Things may look grim, but Samson L Jacobowsky is an optimist with Panglossian attitudes. He’s a survivor: “I’ll be here tomorrow,” he trills, “simply going on/ From beneath the rubble/ Life is worth the trouble.”

He is also amazingly resourceful and very lucky. He has found someone with a car for sale, though there is a snag: he can’t drive. Eavesdropping on a conversation, he discovers another Pole, a Colonel Stjerbinsky, who needs to get away to England with important information and with whom he invites to share the escape vehicle. The Colonel, an anti-Semitic aristocrat, at first refuses but finally sees no alternative, though insisting on a detour to pick up his girlfriend Marianne.

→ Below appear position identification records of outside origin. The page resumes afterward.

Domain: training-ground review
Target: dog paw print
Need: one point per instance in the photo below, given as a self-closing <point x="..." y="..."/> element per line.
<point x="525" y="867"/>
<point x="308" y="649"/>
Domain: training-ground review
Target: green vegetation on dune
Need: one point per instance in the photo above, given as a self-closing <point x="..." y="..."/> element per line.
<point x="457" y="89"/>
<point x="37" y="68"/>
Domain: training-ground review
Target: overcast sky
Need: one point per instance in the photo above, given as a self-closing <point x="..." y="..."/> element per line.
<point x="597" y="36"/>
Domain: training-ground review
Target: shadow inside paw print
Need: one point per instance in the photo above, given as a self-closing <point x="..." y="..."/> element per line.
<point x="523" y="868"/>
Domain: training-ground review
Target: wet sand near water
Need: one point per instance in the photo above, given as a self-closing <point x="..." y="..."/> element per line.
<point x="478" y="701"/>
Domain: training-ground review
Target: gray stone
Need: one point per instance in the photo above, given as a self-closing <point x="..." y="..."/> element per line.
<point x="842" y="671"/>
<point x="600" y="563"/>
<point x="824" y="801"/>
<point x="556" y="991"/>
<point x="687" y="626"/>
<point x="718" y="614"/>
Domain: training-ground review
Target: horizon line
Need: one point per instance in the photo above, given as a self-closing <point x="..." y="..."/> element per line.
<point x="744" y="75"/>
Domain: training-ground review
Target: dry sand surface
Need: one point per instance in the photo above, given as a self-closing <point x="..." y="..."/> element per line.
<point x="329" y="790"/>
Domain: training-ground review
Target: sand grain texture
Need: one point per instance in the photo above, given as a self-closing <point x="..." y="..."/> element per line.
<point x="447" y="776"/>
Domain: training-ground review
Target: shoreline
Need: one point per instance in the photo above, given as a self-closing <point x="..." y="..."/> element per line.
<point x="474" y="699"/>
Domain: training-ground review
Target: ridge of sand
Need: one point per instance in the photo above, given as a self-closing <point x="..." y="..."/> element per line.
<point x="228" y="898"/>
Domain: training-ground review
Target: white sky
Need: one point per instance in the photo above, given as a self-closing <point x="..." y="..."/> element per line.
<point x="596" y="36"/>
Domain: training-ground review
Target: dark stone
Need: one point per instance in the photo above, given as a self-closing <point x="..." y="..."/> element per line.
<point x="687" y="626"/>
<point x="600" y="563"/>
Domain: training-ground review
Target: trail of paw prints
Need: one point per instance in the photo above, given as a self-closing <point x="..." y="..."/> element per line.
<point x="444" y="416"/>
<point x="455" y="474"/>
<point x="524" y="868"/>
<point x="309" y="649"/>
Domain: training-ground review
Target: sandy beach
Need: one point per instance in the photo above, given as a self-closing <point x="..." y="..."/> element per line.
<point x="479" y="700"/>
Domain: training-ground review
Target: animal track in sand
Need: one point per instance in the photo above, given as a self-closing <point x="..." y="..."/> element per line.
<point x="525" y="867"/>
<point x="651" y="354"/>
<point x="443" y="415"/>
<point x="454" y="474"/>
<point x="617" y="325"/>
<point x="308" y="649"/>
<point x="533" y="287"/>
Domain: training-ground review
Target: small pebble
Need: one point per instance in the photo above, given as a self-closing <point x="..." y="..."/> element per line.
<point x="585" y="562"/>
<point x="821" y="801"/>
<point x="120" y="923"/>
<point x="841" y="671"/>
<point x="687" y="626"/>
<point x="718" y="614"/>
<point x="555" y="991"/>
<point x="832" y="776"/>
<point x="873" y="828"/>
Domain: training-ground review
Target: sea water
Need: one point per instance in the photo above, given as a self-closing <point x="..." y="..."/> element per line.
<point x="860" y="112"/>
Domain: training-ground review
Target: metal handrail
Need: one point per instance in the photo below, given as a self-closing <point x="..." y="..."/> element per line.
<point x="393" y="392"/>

Together, their “Grand Tour” to reach the coast and a ship to England sees them surviving encounters with the Germans, represented throughout by Blair Robertson’s SS Captain who sinisterly turns up everywhere, that include the Colonel and Jacobowsky performing a high-wire sharp-shooting act for the Circus Manzoni to deceive him and a narrow escape at a Jewish wedding where Jacobowsky is standing in for the rabbi.

Alastair Brookshaw is enormously likeable as the somewhat self-effacing Jacobowsky, giving a light touch to his wit. As he falls for Marianne himself you can’t help hoping he will win her, especially when the Colonel is such a stubbornly stuck-up, racist snob.

Nic Kyle’s handsomeness softens his Colonel’s arrogance, suggests a true heart beneath it as he sings of his love for Marianne and, as Jacobowsky’s openness undermines his hidebound rearing, he gets a chance to become more human. The emphasis is on the two men, but there is a delightfully fresh performance from Zoë Doano as Marianne that makes one wish for more.

Arrests and executions punctuate their journey, but the dramatic tension is paired with lively, rather cheerful tunes. This satire on anti-Semitism and class distinction makes the men best friends before they part, and this is more comic opera rather than angst-ridden drama.

There has been an operatic treatment of the story and a film with Danny Kaye as Jacobowsky. This musical, which ran briefly on Broadway in 1979, is based on S N Behrman’s Broadway and West End version of the play. All of them seem to have made their own changes to plot and names of characters and director Thom Sutherland seems to have made his own changes to create this compact version.

He is aided by a neat design by Phil Lindley that presents a map of Europe that opens up like an advent calendar to create new entrances and settings with an almost pantomimic innocence. In this intimate setting, Sutherland concentrates on the moment, so that the thinness of the plotting is lost in the liveliness of performance and the directness of the performers.

In a company that is busy doubling all the other roles, Michael Cotton is a cheeky clown in contrast to his cool undercover agent, Laurel Dougall's spunky Mme Manzoni, Samuel J Weir a Jewish bridegroom with Natasha Karp his bride and Vincent Pirillo and Elizabeth Graham as her parents as well as playing hoteliers, travellers and circus folk with some sprightly choreography and creating some lovely harmonies in Herman’s attractive numbers.

Musical director Joanna Chichonska is on keyboard on one side of the audience and Chris Guard on the other. Her arrangements work well and it is a delight to hear such clear diction from all the singers; you don’t miss a word.